Car il est, voyez-vous, de grands deuils sur la terre,
Devant qui l'amitié doit prier et se taire.
Oh! non, je n'irai pas!
Ces vers que le pauvre Hégésippe Moreau avait dû écrire dans une circonstance analogue à celle où je me trouvais, me semblaient si bien appropriés à la situation, qu'ils m'avaient vivement frappé.
Le lendemain je reçus une réponse de mon malheureux ami (c'était la première fois qu'il répondait depuis son chagrin). Après m'avoir remercié, il me suppliait de lui dire de suite d'où venaient les beaux vers que je lui avais adressés, et il exprimait le désir de lire la pièce tout entière. Je m'empressai non seulement de lui copier en entier la Fauvette du Calvaire, mais encore je lui portai le recueil entier du poète, le Myosotis, et j'y joignis à tout hasard les Méditations de Lamartine. Cette fois, mon ami m'accueillit avec la même tristesse rêveuse et froide, mais avec moins de sauvagerie. Il me pria même de lui lire la pièce d'où j'avais tiré la strophe que je lui avais envoyée. Pendant que je lisais, avec une bien grande émotion, je l'avoue, des larmes, d'abord furtives et ensuite plus libres et plus abondantes, s'échappaient de ses yeux. Bientôt sa douleur éclata, et aux dernières strophes il s'élança dans mes bras, en poussant des gémissements à fendre le cœur. Il était sauvé, mais pas encore guéri; il pouvait pleurer, c'était déjà beaucoup.

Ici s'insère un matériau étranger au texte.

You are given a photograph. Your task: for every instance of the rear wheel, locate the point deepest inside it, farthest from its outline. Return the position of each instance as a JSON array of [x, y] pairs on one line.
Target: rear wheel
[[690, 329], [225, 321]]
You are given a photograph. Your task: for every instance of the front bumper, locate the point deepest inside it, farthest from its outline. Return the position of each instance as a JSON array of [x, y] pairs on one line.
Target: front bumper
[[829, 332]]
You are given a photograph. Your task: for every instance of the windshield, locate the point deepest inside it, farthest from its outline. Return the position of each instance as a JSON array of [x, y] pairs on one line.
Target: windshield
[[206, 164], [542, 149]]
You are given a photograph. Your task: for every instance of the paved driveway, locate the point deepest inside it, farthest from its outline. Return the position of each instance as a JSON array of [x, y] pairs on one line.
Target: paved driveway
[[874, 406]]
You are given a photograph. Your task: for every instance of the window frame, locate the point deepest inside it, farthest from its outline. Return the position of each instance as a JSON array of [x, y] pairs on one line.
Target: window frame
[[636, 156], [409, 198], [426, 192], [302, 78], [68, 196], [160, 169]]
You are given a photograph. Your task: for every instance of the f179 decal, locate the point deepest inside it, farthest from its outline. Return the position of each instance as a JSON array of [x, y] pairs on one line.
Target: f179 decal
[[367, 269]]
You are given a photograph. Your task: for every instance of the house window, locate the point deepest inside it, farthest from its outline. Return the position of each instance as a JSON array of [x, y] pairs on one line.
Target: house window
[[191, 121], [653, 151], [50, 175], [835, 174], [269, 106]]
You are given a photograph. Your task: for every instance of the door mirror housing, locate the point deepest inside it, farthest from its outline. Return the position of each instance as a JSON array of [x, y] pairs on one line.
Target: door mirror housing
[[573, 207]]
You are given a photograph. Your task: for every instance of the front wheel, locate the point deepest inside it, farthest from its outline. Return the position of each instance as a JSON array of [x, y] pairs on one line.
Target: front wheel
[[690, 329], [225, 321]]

Au bout de quelques jours il m'écrivit une lettre touchante, dans laquelle il me remerciait avec effusion de lui avoir donné des volumes, qui, disait-il, lui avaient fait un bien infini, avaient relevé son âme prête à se laisser décourager, et avaient apporté un grand soulagement à son chagrin. Il me priait de lui choisir quelques autres livres et de venir les lui porter moi-même, parce qu'il avait le désir de causer longuement avec moi.
J'y courus le jour même, accompagné de plusieurs volumes, des poésies de Lamartine, de Victor Hugo, d'Alfred de Musset, des Paroles a'un Croyant, de Lamennais, de l'Amour, par Michelet, d'un volume d'Edgar Quinet, d'un volume de Taine, d'un volume de voyage de Théophile Gautier, etc. Ce pauvre B... me reçut avec une affectueuse cordialité, et me pria de venir le voir tous les jours, pour l'aider de mon amitié à supporter sa douleur; je ne manquai pas à ces amicales visites.
Malheureusement, à peine commençait-il à se remettre, qu'un chagrin d'une autre nature vint de nouveau troubler son cœur, bien malade encore. Il apprit un jour qu'une jeune fille qu'il aimait tendrement depuis longtemps, et qu'il avait peut-être le secret espoir d'épouser, quoiqu'il ne l'avouât pas ou qu'il ne s'en rendît pas compte lui-même, venait d'être fiancée et allait se marier dans quelques mois. Dire quelle fut son émotion serait impossible. J'étais près de lui au moment où il reçut cette nouvelle: il devint tout à coup d'une pâleur mortelle, un tremblement nerveux s'empara de lui, et il resta pendant plusieurs minutes sans pouvoir parler; j'eus une peur affreuse, je croyais qu'il allait mourir.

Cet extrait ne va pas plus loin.